Ia menjelaskan data tersebut hanya mencakup pekerja/ karyawan yang merupakan anggota KSPN. Belum termasuk data karyawan korban PHK yang dimiliki pemerintah dan Asosiasi Pengusaha Indonesia (Apindo).
Lokasi pabrik-pabrik tersebut ada di pusat-pusat industri TPT di Jawa khususnya di Jawa Barat, Jawa Tengah, dan Banten. Mulai dari Kabupaten Serang, Tangerang, Bandung, Semarang, Sukoharjo, Karanganyar, Pekalongan, dan daerah lainnya.
“Kami harap ini jangan dianggap siklus biasa dunia usaha, ada yang tutup dan ada yang buka. Sebab lebih banyak yang tutupnya daripada yang baru. Terbukti, dari data yang kami punya, ada perusahaan-perusahaan yang tadinya hanya masuk daftar pabrik melakukan PHK untuk efisiensi, lalu kemudian tutup,” kata Ristadi, Kamis (27/6/2024).
Ia juga menyampaikan, berdasarkan data, ada 36 perusahaan tekstil menengah besar yang tutup dan 31 pabrik lainnya melakukan PHK karena efisiensi. Total ada 198.768 pekerja jadi korban PHK dari 67 perusahaan ini, dan masih akan terus bertambah.
“Ini data kami kumpulkan sejak tahun 2019. Dan ini baru hanya pabrik yang tempat anggota kami bekerja. Belum termasuk data pemerintah dan Apindo,” ucapnya.
Ristadi menyatakan serbuan barang impor jadi biang kerok utama ambruknya industri TPT di dalam negeri.
“Serbuan impor ini memang sudah masuk sejak tahun 2010, lalu terus meningkat, dan puncak-puncaknya itu sekitar tahun 2015, 2016, lalu 2018 sampai sekarang terus bertambah. Impor semakin bertambah banyak masuk, seiring dengan bertumbuhnya industri tekstil di luar negeri, terutama China,” ucapnya lagi.
Akibatnya, lanjut dia, pabrik-pabrik tekstil di dalam negeri mulai mengalami ketidakstabilan produksi, dan terus turun. Hingga kemudian memicu gelombang PHK.

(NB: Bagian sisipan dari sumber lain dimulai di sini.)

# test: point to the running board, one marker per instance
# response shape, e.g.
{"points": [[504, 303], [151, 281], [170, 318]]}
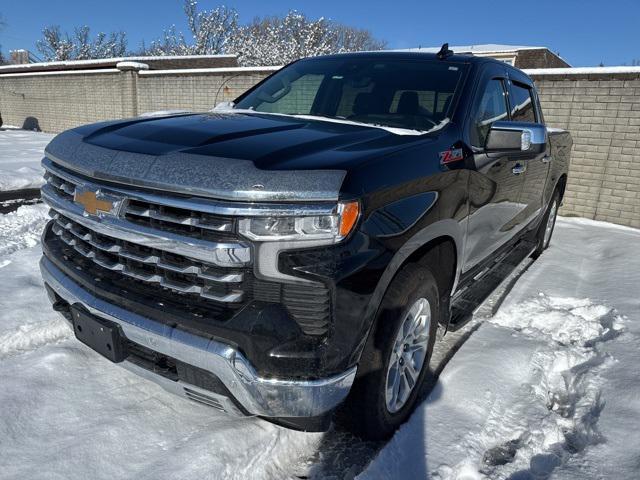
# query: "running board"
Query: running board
{"points": [[491, 286]]}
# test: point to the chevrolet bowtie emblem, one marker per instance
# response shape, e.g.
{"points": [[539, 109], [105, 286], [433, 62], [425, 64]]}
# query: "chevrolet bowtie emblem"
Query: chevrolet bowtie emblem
{"points": [[91, 203]]}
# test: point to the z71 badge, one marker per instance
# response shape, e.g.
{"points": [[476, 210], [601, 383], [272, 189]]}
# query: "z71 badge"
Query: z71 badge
{"points": [[452, 155]]}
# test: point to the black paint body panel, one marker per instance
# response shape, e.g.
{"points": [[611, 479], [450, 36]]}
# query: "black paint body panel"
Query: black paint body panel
{"points": [[408, 199]]}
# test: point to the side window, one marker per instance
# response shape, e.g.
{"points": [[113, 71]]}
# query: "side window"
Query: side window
{"points": [[522, 104], [492, 107], [300, 98]]}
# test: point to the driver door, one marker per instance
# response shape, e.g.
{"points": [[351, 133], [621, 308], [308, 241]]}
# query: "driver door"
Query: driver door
{"points": [[496, 213]]}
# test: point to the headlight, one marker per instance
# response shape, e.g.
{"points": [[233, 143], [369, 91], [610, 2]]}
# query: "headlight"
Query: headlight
{"points": [[331, 228]]}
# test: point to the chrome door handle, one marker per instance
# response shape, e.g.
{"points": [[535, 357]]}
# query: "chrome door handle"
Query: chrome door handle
{"points": [[518, 169]]}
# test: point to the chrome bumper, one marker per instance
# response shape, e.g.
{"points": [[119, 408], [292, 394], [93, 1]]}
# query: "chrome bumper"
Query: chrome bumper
{"points": [[258, 396]]}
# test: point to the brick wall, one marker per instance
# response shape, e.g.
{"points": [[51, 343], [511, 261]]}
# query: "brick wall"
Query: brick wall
{"points": [[601, 109], [56, 101]]}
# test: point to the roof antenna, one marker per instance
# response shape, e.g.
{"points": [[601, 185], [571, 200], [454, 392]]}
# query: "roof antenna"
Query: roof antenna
{"points": [[444, 52]]}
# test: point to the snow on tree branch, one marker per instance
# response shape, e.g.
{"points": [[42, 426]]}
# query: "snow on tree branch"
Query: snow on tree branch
{"points": [[55, 45], [264, 41]]}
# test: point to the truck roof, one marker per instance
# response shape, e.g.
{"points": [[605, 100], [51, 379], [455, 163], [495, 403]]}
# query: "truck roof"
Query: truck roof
{"points": [[389, 54]]}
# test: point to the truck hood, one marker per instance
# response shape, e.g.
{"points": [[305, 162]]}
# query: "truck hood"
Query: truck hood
{"points": [[226, 156]]}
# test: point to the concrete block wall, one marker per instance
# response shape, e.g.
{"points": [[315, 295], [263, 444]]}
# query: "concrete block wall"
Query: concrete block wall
{"points": [[53, 102], [601, 109], [195, 90], [599, 106]]}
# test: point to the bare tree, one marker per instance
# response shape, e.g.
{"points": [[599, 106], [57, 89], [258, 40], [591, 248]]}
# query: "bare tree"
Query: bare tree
{"points": [[3, 61], [56, 46], [280, 40], [264, 41], [210, 30]]}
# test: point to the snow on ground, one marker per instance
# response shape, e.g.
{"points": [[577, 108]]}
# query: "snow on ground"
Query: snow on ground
{"points": [[20, 155], [547, 387]]}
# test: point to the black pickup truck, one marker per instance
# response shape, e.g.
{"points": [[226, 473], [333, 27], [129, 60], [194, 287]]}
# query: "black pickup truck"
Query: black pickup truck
{"points": [[293, 253]]}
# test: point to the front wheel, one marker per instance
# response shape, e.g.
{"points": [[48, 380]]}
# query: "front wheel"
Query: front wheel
{"points": [[545, 231], [395, 361]]}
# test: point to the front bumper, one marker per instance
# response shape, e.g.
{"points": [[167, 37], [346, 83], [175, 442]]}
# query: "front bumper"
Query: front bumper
{"points": [[265, 397]]}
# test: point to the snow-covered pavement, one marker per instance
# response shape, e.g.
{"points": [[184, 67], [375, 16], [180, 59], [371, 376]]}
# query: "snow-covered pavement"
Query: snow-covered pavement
{"points": [[20, 155], [548, 387]]}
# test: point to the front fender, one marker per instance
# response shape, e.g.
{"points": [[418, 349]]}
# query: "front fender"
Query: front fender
{"points": [[441, 229]]}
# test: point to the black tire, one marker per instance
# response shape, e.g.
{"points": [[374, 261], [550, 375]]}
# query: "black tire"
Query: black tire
{"points": [[541, 243], [365, 412]]}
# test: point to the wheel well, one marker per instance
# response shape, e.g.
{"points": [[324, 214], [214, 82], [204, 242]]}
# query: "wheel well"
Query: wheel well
{"points": [[440, 256]]}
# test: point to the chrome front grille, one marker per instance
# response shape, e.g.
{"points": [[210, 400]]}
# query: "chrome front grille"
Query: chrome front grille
{"points": [[170, 249], [148, 265]]}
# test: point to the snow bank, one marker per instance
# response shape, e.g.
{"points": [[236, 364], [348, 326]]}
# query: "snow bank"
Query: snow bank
{"points": [[22, 228], [20, 155], [549, 384]]}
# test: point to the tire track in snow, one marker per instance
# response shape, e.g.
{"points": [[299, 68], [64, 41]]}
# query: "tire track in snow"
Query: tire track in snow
{"points": [[558, 409]]}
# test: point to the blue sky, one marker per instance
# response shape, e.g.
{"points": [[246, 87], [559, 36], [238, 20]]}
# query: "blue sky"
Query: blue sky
{"points": [[584, 32]]}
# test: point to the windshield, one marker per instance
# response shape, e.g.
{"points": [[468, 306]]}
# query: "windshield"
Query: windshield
{"points": [[401, 93]]}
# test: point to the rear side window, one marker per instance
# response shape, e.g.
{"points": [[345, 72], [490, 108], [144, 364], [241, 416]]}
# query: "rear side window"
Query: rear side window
{"points": [[522, 105], [492, 108]]}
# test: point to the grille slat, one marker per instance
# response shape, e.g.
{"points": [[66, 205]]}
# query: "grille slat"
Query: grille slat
{"points": [[115, 259], [208, 272]]}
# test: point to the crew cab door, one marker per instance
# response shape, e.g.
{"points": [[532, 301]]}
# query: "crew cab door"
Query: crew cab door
{"points": [[525, 108], [496, 213]]}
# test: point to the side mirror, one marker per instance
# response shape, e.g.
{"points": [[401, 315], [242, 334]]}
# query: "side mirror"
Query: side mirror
{"points": [[516, 137]]}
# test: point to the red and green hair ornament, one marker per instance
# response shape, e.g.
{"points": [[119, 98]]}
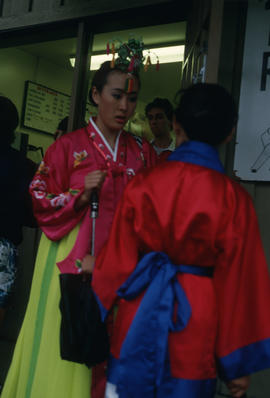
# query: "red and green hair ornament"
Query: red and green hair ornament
{"points": [[130, 58]]}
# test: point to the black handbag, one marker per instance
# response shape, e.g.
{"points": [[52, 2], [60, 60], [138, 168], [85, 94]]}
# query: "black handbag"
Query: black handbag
{"points": [[83, 335]]}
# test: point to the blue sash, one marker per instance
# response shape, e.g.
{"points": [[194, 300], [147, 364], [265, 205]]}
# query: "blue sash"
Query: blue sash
{"points": [[143, 358]]}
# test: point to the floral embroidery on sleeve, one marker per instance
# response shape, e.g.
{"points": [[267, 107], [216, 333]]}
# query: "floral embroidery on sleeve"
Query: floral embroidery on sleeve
{"points": [[39, 188], [59, 200], [79, 157], [43, 169]]}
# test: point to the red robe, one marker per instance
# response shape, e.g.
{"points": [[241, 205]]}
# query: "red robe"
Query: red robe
{"points": [[197, 216], [59, 181]]}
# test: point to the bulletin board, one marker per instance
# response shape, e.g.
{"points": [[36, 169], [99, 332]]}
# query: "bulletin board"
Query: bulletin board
{"points": [[252, 151], [43, 107]]}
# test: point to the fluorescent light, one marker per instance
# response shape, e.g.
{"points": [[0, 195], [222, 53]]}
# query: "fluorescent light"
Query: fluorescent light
{"points": [[165, 55]]}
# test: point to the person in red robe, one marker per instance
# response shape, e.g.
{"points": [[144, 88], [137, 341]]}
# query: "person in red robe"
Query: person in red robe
{"points": [[184, 262], [100, 156]]}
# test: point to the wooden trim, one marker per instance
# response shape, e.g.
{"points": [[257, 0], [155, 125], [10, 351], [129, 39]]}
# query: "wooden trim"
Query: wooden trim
{"points": [[80, 77], [214, 41]]}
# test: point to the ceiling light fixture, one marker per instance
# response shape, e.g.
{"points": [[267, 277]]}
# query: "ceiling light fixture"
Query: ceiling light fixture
{"points": [[165, 55]]}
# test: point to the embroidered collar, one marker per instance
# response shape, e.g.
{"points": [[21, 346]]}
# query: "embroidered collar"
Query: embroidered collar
{"points": [[113, 152], [199, 153]]}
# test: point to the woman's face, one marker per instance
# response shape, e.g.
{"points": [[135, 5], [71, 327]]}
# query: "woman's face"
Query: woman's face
{"points": [[115, 105]]}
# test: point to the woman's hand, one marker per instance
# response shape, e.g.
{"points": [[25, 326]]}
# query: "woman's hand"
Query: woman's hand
{"points": [[92, 180], [88, 263], [238, 387]]}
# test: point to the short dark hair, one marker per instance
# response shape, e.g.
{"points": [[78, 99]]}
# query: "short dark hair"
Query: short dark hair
{"points": [[162, 103], [100, 78], [9, 120], [206, 112]]}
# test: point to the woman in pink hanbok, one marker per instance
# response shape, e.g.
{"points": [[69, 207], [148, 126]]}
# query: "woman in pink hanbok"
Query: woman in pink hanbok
{"points": [[99, 156]]}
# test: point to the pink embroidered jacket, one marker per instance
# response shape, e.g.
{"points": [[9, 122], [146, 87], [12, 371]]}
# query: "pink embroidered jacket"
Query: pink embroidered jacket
{"points": [[60, 179]]}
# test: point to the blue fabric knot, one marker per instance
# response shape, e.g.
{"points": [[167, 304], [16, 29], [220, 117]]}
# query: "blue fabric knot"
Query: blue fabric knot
{"points": [[144, 353]]}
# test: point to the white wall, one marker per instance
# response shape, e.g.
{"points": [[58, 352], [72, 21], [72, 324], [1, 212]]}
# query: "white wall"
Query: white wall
{"points": [[17, 66]]}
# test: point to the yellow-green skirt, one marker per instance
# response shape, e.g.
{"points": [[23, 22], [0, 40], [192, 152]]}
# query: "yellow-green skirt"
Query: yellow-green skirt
{"points": [[37, 371]]}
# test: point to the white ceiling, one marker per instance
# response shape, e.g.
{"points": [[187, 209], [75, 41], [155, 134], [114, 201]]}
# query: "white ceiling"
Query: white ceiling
{"points": [[59, 51]]}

“Karena itu kami terus menyuarakan gelombang PHK yang sedang terjadi di industri TPT. Kami bukan corong pengusaha tekstil, tak ada sepeser pun kami menerima dari pihak mana pun. Advokasi dan perjuangan kami karena kami adalah corong bagi anggota kami yang ter-PHK dan belum mendapat pesanngon, belum mendapat pekerjaan baru dan masih menganggur,” kata Ristadi.
Ia menyebutkan, dari pantauan KSPN, perusahaan-perusahaan yang tadinya terdaftar baru hanya melakukan efisiensi dengan PHK, perlahan-lahan ambruk hingga masuk daftar perusahaan yang tutup.
“Kami meminta pemerintah segera menyelamatkan industri tekstil nasional, meminimalisir berhentinya pabrik dan menekan korban PHK yang terus berjatuhan. Anggota kami banyak mengalami kesulitan karena tidak ada sumber penghasilan baru. Karena itu kami terus mengangkat isu PHK ini, menyuarakan suara pekerja Indonesia yang mengalami PHK,” pungkasnya.